Pelos discursos, postagens, práticas e governos, podemos traçar um confiável panorama do que a esquerda brasileira acredita atualmente quando está no poder ou em disputa por ele. Para começar nossa conversa, temos a questão da cultura como um produto da alma do nosso povo. Seguindo o fio do raciocínio, a esquerda acredita ser de grande importância que o percurso da produção cultural seja de fato reflexivo, ou seja, que as realizações retornem ao realizador para que nelas se reconheça e afirme. A alma do povo é a cultura, e aqui ela engloba não apenas as manifestações das artes, mas tudo aquilo que foi criado por meio do trabalho e das relações humanas perante a natureza. As esquerdas contemporâneas também nos ensinam a importante lição de que a história não é uma sucessão de fatos ajuntados e organizados, mas é movimento. Esse movimento da história é feito pela relação entre os contraditórios. Isso significa que a modelagem do real surge como efeito das relações entre categorias que só existem como negação de si: o burguês é o não-proletário e o proletário é o não-burguês e ambos só existem e movem-se no mundo em função dessa relação, produzindo-a ou superando-a, no qual o real é a arena onde se processa essa disputa exclusivamente por meio das ideias.
É desse modo que o espírito humano se reconhece na história, ou seja, como produtor de ideias. Mas quando elas não são reconhecidas e creditadas a forças exteriores às relações do contraditório, temos o estranhamento que indica que o espírito humano não se reconhece ali: a alienação. Por que isso é tão importante? Porque a esquerda brasileira se firma na produção, conservação ou negação de ideias. E isso acontece na arena da dialética. Observe o diferencial das esquerdas em preocupar-se em elaborar as falas, as estruturas de pensamento e discurso que vão conscientizar as massas, conduzi-las ao pensar certo, ao voto certo, ao nome certo. E chegamos ao Estado. Hoje, podemos dizer sem medo de errar que as esquerdas são as maiores defensoras do Estado como comunidade universal, que está acima dos interesses particulares e que tem por missão principal harmonizar as relações sociais por meio das suas leis, instituições e políticas de modo a que os diferentes interesses sejam atendidos conforme a natureza da individualidade, da subjetividade e da cidadania. Os partidos de esquerda, atualmente, são os mais determinados defensores do fortalecimento e do protagonismo estatal e da democracia liberal.

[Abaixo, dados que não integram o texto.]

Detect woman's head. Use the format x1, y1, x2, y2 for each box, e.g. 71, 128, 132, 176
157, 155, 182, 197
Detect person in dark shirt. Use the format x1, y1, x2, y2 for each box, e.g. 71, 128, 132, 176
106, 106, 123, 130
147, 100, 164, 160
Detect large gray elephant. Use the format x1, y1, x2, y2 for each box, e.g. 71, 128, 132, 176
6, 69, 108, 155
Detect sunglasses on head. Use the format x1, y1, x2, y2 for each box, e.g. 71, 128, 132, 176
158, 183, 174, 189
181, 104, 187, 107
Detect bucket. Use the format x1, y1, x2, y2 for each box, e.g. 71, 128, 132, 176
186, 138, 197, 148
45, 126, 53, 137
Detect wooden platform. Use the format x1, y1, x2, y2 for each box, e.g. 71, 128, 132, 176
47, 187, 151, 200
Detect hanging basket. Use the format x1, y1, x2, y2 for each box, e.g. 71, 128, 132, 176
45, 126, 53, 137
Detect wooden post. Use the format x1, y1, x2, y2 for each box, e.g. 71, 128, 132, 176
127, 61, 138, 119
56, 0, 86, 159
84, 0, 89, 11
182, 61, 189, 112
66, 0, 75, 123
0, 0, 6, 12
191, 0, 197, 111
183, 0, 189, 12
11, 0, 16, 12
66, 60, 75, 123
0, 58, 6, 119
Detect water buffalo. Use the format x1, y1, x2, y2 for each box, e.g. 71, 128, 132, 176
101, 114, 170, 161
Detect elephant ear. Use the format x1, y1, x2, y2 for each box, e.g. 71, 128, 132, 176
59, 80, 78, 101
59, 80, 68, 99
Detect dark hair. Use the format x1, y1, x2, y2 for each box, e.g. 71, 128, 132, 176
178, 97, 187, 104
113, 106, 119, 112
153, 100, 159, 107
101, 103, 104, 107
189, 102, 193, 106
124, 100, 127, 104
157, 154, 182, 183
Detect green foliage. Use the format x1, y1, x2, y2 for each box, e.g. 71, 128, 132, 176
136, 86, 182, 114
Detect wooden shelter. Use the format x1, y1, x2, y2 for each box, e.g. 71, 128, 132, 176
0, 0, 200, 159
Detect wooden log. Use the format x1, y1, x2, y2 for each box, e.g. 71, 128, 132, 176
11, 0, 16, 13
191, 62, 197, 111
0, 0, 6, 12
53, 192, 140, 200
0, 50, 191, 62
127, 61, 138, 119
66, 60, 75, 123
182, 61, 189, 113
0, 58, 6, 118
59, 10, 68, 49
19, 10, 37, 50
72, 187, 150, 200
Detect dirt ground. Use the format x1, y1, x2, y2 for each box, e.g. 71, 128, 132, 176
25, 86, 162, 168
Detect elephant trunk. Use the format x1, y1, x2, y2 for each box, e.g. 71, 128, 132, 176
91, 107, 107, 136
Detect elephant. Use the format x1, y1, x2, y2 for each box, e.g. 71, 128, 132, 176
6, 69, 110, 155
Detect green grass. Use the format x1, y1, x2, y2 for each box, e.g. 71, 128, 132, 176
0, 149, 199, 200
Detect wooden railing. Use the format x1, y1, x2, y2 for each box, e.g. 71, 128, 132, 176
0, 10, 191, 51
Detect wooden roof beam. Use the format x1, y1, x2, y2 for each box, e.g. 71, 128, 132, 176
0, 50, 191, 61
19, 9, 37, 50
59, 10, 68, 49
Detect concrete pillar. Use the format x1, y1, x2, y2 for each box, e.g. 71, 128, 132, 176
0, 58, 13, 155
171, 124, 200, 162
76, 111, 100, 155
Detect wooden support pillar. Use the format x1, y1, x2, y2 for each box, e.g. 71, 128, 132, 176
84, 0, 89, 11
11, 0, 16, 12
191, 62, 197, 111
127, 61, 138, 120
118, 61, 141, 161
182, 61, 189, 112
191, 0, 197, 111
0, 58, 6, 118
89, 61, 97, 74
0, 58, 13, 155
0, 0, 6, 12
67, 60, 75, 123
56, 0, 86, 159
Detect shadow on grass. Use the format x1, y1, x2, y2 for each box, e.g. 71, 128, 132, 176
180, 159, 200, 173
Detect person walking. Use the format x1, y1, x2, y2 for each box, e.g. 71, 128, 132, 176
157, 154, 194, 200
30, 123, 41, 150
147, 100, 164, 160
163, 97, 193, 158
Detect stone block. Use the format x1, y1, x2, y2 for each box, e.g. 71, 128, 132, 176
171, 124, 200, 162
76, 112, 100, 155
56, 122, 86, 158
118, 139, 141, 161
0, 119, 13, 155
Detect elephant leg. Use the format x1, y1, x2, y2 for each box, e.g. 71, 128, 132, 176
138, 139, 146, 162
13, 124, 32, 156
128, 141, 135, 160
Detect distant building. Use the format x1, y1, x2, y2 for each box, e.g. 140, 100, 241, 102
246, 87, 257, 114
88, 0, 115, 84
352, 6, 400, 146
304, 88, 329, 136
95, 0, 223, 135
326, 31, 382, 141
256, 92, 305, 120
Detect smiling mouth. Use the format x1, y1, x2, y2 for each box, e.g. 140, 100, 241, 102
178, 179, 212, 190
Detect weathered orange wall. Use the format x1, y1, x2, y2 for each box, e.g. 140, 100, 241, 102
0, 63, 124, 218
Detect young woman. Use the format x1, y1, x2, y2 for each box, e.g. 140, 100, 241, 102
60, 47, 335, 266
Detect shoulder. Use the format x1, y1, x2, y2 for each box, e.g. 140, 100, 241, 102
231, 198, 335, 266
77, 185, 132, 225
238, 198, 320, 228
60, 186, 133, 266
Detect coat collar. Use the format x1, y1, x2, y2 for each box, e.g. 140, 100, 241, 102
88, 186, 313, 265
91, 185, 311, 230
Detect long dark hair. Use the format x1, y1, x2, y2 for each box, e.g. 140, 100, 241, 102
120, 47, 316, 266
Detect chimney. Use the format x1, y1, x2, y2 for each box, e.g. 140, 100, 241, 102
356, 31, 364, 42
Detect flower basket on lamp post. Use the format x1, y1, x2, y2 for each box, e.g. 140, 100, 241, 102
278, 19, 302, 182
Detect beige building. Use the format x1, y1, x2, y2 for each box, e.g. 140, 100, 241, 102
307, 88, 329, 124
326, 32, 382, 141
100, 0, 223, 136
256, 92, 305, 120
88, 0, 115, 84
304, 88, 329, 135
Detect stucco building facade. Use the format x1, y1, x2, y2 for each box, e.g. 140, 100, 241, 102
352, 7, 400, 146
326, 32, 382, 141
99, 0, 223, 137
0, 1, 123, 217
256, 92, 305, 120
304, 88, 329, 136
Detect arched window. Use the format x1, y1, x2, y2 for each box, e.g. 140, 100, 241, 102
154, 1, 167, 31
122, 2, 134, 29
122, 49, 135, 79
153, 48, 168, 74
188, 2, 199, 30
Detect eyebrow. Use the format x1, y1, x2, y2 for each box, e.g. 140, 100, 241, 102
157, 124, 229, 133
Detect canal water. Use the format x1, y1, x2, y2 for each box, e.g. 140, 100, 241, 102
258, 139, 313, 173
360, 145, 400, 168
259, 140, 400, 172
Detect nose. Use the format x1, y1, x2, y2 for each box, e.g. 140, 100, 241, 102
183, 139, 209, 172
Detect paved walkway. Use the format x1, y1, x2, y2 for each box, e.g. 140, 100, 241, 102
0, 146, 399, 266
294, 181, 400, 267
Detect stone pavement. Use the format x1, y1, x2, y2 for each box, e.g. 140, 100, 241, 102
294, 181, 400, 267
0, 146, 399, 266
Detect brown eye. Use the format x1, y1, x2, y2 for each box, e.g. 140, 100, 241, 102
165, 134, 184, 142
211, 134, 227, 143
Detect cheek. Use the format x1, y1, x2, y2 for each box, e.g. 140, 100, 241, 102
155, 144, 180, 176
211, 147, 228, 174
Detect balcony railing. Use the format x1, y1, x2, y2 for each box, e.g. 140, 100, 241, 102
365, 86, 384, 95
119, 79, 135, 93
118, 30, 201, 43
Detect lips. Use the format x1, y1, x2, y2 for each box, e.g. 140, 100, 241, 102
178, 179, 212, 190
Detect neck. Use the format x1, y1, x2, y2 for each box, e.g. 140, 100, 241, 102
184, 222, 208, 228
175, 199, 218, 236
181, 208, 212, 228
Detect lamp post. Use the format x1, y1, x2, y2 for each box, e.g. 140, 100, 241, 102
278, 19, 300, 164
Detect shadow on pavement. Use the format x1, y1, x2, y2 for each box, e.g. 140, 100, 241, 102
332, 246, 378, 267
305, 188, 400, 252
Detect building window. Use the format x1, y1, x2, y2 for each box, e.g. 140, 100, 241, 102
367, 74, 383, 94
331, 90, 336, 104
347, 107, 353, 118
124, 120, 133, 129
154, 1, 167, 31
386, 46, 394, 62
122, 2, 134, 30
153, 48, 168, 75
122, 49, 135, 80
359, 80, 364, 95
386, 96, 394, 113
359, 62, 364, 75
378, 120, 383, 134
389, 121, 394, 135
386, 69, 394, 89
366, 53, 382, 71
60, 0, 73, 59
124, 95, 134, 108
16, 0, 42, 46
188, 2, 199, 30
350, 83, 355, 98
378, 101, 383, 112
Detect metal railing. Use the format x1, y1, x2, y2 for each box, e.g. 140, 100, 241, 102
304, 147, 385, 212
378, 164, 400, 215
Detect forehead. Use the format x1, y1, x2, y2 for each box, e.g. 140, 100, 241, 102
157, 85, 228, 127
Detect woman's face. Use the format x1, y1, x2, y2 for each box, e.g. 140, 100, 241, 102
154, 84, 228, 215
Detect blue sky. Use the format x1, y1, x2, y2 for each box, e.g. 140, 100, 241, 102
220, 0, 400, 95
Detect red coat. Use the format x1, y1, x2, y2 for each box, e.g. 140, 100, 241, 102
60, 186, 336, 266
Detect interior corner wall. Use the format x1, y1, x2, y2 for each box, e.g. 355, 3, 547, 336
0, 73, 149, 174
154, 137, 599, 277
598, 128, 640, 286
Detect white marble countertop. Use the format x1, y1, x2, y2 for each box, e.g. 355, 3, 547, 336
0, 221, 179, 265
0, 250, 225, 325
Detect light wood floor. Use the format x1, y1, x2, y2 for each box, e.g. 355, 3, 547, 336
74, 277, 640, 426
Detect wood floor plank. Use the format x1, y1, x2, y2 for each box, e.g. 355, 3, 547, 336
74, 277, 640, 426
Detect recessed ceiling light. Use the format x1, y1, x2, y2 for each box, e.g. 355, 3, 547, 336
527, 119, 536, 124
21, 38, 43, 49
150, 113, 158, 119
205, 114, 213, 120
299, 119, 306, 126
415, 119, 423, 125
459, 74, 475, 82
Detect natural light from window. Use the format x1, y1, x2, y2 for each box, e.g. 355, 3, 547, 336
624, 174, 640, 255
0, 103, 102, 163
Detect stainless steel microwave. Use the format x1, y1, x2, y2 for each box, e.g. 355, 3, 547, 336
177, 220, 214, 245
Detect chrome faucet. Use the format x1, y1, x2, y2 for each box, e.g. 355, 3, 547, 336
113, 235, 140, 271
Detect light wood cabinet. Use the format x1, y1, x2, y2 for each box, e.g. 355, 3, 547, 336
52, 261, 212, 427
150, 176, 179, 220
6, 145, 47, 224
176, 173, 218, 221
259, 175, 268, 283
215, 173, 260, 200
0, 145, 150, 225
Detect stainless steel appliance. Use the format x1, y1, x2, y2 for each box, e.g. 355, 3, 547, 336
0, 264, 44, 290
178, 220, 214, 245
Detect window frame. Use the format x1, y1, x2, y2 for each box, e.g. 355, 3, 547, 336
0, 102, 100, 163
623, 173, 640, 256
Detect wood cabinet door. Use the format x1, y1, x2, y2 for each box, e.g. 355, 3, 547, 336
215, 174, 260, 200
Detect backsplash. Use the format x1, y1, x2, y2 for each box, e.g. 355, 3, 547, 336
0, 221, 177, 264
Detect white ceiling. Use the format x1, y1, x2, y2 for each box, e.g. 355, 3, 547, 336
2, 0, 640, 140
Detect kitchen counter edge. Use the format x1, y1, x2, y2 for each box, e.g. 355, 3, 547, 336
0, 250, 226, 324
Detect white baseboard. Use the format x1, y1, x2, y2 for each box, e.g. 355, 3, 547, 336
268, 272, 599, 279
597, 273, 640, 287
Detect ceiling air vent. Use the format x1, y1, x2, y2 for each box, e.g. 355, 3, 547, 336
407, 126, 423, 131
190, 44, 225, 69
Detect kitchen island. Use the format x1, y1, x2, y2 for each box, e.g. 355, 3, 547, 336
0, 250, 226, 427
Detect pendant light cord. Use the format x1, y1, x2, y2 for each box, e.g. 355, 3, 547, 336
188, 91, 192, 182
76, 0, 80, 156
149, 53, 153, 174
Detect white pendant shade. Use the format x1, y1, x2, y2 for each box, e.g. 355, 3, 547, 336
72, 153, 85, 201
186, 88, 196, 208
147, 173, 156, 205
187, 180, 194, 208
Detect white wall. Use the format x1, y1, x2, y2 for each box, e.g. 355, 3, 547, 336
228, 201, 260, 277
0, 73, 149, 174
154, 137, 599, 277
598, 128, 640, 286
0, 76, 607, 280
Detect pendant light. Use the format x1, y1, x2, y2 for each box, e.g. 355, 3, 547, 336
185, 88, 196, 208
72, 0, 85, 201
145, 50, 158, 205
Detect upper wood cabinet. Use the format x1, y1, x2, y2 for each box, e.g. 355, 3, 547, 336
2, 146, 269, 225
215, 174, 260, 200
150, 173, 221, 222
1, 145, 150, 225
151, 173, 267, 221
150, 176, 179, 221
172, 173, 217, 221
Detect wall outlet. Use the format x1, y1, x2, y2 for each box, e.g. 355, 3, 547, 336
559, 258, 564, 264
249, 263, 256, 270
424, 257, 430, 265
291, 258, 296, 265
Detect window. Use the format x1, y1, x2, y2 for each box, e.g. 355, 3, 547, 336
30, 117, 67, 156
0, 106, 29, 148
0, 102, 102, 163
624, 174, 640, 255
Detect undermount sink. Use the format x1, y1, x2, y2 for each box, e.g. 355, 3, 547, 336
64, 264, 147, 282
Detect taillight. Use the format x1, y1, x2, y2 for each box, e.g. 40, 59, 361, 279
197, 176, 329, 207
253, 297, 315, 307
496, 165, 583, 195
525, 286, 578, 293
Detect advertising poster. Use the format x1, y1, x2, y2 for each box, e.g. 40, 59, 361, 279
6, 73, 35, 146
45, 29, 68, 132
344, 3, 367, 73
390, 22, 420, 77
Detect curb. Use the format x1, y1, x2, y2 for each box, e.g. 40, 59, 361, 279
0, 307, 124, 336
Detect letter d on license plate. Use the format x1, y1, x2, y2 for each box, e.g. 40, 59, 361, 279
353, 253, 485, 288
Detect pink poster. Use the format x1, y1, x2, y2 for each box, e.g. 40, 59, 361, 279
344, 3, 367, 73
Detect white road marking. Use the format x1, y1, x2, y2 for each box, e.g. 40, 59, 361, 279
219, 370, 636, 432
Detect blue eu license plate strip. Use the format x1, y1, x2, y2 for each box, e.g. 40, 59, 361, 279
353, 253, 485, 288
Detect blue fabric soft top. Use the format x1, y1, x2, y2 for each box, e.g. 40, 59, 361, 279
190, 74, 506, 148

Se você leu até aqui e reafirmou o entendimento de que a esquerda brasileira na atualidade é comunista, errou fragorosamente. Até aqui as análises que soam tão atuais e familiares são, na verdade, do pensamento do filósofo idealista alemão George Wilhelm Friedrich Hegel (1770-1831). Ao que parece, as esquerdas atualmente esqueceram ou pararam de ler Karl Marx (1818-1883). Soa cada vez mais distante no horizonte as noções do que de fato representa o Estado como coletividade ilusória que impõe e organiza as relações de dominação de uma classe sobre as outras, das contradições que movem a história humana não pelas ideias, mas pelas relações de produção. Pela alienação imposta na naturalização das propriedades, dos regimes políticos e das instituições e de tudo o que antecede e determina como condições de existência como se sempre ali estivessem e fossem alheias à ação dos seres humanos. Pelo fetichismo das mercadorias, tidas como coisas, assim como o trabalho e o existir humano que, como igualmente coisas, se relacionam e se valoram pelo mercado. Pelo abandono de qualquer perspectiva revolucionária em favor do reformismo... e por aí vai.
Portanto, para uns, não há com o que se preocupar; para outros, não há que se alimentar esperanças de que as organizações partidárias de esquerda nos microcosmos das regionalidades farão nas suas conversas e composições coisas tão diferentes assim que se praticam “do lado de lá”, da direita (a extrema-direita, por sua vez é uma aberração neofascista, não se compara). A mesma idolatria pelos nomes estelares (ou pelas dinastias e seus herdeiros), a mesma composição e acordos pela “governabilidade”, a mesma busca pela acomodação em cargos, o mesmo blá, blá, blá de sempre. Mas poderá surgir algo realmente diferente? Talvez... Afinal o próprio Marx falava sobre isso, antes de ficar fora da área de cobertura ou desligado.